The Grande Armee of 1805 was arguably the best Napoleon ever led. They had gone through almost three years of intensive training in the Channel camps with the emphasis being of infantry/artillery cooperation on the battlefield. None of the armies they faced in 1805 had this great advantage.
Further, the French military reform period from 1763-1789 had initiated and/or developed staff organization and functioning, the development of the division as a tactical organization, the excellent artillery reforms that remade the French artillery arm and finally developed field artillery as distinct to siege artillery.
The field maneuvers in Normandy in the 1770s developed the tactics that would be employed beginning in the 1790s during the French Revolutionary Wars. Some of the results of the experimentation were the excellent expeditionary force under Rochambeau that was sent to assist the Americans in 1780, including the new artillery pieces of the Gribeauval System.

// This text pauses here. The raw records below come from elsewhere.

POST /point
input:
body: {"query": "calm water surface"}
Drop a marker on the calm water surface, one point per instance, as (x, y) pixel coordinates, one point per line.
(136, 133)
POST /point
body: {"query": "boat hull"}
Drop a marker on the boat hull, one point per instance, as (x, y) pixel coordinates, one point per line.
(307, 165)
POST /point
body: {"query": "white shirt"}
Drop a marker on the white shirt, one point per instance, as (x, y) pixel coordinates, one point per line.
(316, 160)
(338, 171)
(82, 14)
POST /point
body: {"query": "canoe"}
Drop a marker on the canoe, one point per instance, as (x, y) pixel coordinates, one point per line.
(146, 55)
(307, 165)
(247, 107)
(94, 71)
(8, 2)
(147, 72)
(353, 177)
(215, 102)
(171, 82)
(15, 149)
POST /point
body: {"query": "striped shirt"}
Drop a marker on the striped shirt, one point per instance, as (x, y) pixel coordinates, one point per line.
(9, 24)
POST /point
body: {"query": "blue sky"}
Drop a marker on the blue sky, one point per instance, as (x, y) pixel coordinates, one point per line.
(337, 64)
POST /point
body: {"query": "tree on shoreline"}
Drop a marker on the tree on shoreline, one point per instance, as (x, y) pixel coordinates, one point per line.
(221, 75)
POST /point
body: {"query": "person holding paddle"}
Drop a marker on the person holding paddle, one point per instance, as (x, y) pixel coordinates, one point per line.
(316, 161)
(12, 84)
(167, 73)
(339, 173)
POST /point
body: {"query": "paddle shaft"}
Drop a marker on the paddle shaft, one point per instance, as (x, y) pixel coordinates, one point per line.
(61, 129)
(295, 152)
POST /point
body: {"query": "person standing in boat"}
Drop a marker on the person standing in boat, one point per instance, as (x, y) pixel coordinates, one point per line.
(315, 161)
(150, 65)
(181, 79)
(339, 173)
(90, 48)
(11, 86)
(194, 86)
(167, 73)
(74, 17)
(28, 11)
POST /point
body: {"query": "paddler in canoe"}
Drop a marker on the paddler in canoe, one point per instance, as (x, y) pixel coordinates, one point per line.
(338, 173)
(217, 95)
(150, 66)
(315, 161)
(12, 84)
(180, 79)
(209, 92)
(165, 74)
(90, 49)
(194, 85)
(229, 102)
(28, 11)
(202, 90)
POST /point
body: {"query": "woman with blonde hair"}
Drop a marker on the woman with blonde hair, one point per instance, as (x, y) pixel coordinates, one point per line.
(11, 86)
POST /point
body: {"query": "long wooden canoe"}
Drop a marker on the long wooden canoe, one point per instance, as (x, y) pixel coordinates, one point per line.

The corps system was first employed in the Marengo campaign of 1800 and was then fully integrated into the Grande Armee. The French staff system was superior to anything the allies employed as well as the system of divisions that made up the individual corps.
The French corps d'armee was essentially a corps headquarters for command and control with corps troops assigned to it (engineers, gendarmes, and support troops). This could control from two to five infantry divisions and would also have either a brigade or division of light cavalry assigned to it.
If the situation demanded or an opportunity presented itself divisions of either infantry or cavalry could be attached or detached between corps and other corps could be temporarily organized as in 1805, 1807, and 1809 with little or no loss of efficiency.
The flexibility of the corps d'armee system enabled command and control to be decentralized and the corps themselves were organized both to the merits and capabilities of the individual corps commanders and to confuse enemy intelligence.
Horse artillery made its debut in the French service in 1792 and Napoleon introduced a militarized artillery train in 1800.
Napoleon also organized the Cavalry Reserve which was a corps organization of cavalry and supporting artillery and other corps units commanded by the army cavalry commander.
Each corps had both an engineer and artillery commander, the latter usually being an artillery general officer.
There was also an army artillery reserve under the command of the army artillery chief, a senior artillery officer.
No other army of the period was organized from 1805 in such a manner, though some armies adopted the corps system later in the wars.
Neither the Austrians nor the Russians were trained to this standard and their organizations above the regiment were not permanent organizations and the units were formed into ad hoc higher-level organizations at the beginning of a campaign from units that had not trained together to the same standard.